{BACKGROUND: Our third child Bri, a beautiful two-year old, has an inherited metabolic disorder, PKU. Her liver is deficient in an enzyme needed to properly metabolize one of the amino acids in protein. If she ate the same food as the rest of us, it would cause severe mental disability and a whole slew of other problems. Thankfully, these can be avoided through the implentation of a diet that is naturally low in protein. This requires us to meticulously measure, calculate, and document her daily consumption of appropriate foods, many of which must be made from scratch or purchased online from specialty stores.}
After getting past the initial shock of Bri's diagnosis, I can honestly count on one hand the times I have had a "meltdown" over the reality of her health difference. I have generally been able to take it in stride and just do what needs to be done. I know the Lord has blessed me with the ability to do this and I am so grateful for that. Well, tonight I got to chalk another mini meltdown onto the list.
Bri does so well with her PKU. The challenges with the diet will increase as she gets older and becomes more aware that she isn't eating the same as everyone else. She is already starting to notice it a little bit but never fusses when I tell her a food is a food is "too high phe" {short for phenylalanine} and get her something else. She doesn't cry when we have to prick her big toe for her blood tests each week. She loves her "protein shake" that she drinks three times a day to meet her protein needs. She is such a good girl about it all.
My goal from the start has always been to make sure that she has good food options available, even if it is different from the rest of us. The older she gets, the more I am realizing that to truely accomplish this will require increased planning and ability on my part.
This was illustrated acutely to me tonight at dinner. We were having Navajo tacos and scones with honey butter {yum!}, which were delicious, but required a lot of multi-tasking and constant work from start to finish to get the dough made, fryer ready, condiments prepared, honey butter mixed, scones fried, etc. {My husband pitched in well.}
By the time it was all ready, the older two kids were 'starving' and complaining at the table. Bri was also seated at the table, and it was at this point that I realized that I didn't have anything prepared for her to eat. She was being so happy and telling me, "Thanks, Mom!" - even as she sat there with an empty plate in front of her. She didn't have enough of her allotted daily protein allowance left to eat some of her usual quick dinner options, so she ended up with a plate of lettuce and ranch {and a tangelo, but she didn't want that. "Too sour."}
As we were eating, I watched her across the table, and my mother heart broke just a little bit.
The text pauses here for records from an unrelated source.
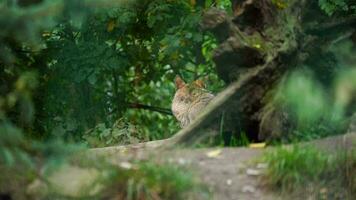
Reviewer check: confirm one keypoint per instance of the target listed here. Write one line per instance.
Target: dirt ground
(230, 173)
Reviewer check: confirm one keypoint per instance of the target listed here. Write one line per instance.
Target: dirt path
(230, 173)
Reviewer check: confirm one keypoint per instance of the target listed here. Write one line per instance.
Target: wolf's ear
(199, 83)
(179, 82)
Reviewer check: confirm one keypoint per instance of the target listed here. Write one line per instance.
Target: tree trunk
(258, 45)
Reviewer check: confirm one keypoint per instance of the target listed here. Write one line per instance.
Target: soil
(230, 173)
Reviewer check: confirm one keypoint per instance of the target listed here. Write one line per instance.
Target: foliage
(319, 99)
(118, 58)
(337, 6)
(300, 169)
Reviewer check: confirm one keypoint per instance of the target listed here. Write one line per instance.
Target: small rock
(214, 153)
(248, 189)
(253, 172)
(262, 166)
(182, 161)
(126, 165)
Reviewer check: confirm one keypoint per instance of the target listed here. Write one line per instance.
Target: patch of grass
(305, 170)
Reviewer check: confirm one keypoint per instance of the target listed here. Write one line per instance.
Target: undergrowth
(307, 171)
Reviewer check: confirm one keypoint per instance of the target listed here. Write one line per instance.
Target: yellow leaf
(257, 46)
(214, 153)
(257, 145)
(111, 26)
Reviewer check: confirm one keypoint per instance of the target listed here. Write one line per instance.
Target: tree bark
(258, 46)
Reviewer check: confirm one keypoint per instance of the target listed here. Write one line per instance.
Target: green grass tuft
(306, 170)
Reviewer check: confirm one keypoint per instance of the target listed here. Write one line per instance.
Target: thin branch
(151, 108)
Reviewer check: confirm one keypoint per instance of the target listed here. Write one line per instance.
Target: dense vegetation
(94, 73)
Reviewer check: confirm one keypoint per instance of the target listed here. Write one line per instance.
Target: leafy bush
(306, 170)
Which was weird - because she was as happy as can be! She was downing that lettuce like it was the best thing she had ever eaten and even happily humming as she did it. She gave me no reason to feel sad for her.
But oh, how I did! Luckily, the tears didn't come until I was cleaning up, but I was aching for two reasons. First, as the rest of us were eating our assortment of yummy foods that had been carefully planned and prepared, she was eating - lettuce. And second, I knew it was a lack of thought and planning ahead on my part that caused it.
I don't want you to get worried about me. I usually do a better job at making sure she has yummy food to eat. And I know that her success in life and her ability to deal with her health difference will not be aided by me feeling pitiful about it. But oh, tonight, I just wanted that beautiful little face to not have those challenges! But I know that the Lord will make her equal to them, just as He can increase my abilities to properly care for her.
It will be interesting to find out if our new little baby has PKU as well. Scientists would tell me that he has a 25% chance of having it. But I know that really, the outcome is up to the Lord. When I think about the possibility of him having PKU, a wide array of thoughts run through my mind. Ultimately though, I have come to realize through this journey with PKU that I must just have faith and trust in God and His plan for my children.
Mothering has taught me a great lesson about what faith is. The faith I have in God is not faith that He will remove the challenges. The faith that sustains me is trusting that God has an intentional plan for each of us. That He has a plan for each of my children and He has a plan for me. And that because of the Atonement of Jesus Christ, He can make us each equal to the challenges and blessings we are given. And I am so grateful that I know this is true. So that tonight I can have my moment and cry, and tomorrow, He can make me better.
Brielle is such a doll! And you are such a great example to me of taking things in stride and making the best of whatever comes. What a blessing Brielle is!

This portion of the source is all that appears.